Il est 4 h 15 du matin sous le sombre chapeau ourlé de la grande forêt guyanaise. La nuit est encore là, dense et collante, épaissie par un rideau d’humidité que traversent les halos de nos lampes frontales endormies. On ne parle pas, ce serait déchirant. On se suit, chacun encore dans ses pensées nocturnes, marchant sur le layon étroit et glissant qui mène discrètement à une petite crique bordée de plantes ruisselantes.

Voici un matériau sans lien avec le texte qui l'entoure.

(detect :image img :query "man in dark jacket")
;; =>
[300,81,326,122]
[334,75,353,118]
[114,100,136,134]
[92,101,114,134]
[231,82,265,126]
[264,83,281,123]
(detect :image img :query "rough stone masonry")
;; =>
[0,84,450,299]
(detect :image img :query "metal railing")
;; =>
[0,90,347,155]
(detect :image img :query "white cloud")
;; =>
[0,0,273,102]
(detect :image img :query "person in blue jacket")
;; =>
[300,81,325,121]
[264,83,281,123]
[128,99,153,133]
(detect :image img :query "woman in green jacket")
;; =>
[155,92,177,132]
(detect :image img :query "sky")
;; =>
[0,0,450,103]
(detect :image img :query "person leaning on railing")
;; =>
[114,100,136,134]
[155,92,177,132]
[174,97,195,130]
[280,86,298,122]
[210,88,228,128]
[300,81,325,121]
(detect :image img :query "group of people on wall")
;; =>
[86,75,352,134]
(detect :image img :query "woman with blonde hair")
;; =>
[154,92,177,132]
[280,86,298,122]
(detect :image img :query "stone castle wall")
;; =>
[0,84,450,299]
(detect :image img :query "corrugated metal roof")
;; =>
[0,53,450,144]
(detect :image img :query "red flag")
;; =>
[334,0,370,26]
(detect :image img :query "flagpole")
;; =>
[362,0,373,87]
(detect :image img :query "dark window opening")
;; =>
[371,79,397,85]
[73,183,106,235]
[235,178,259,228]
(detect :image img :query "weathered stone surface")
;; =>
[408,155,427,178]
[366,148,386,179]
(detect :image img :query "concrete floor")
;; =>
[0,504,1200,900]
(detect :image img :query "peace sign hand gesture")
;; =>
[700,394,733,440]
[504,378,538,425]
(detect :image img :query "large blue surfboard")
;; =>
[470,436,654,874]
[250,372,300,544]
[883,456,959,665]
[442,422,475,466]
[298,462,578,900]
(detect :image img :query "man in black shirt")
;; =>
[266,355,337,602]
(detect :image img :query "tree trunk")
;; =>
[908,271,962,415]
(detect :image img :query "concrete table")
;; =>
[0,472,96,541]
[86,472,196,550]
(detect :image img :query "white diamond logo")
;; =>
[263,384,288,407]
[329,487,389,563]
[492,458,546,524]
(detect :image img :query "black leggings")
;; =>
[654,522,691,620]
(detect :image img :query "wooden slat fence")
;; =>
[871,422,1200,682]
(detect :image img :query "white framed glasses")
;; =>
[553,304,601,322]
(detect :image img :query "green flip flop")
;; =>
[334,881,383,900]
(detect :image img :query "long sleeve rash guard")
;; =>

Il est 5 h 15, et bientôt commence le spectacle. Nous sommes deux, et c’est bien suffisant. A être trop nombreux, on se gêne. Lui compose pour bandes et orchestre symphonique, moi, je décompose pour graphiques et tests statistiques. Ensemble, sans bien se connaître encore, nous écoutons et nous enregistrons le temps d’un adagio la vie sonore de la forêt amazonienne. Il s’appelle Sébastien Gaxie, et nous travaillons à un projet art et sciences autour des craquements végétaux et des sifflements animaux de la réserve naturelle des Nouragues.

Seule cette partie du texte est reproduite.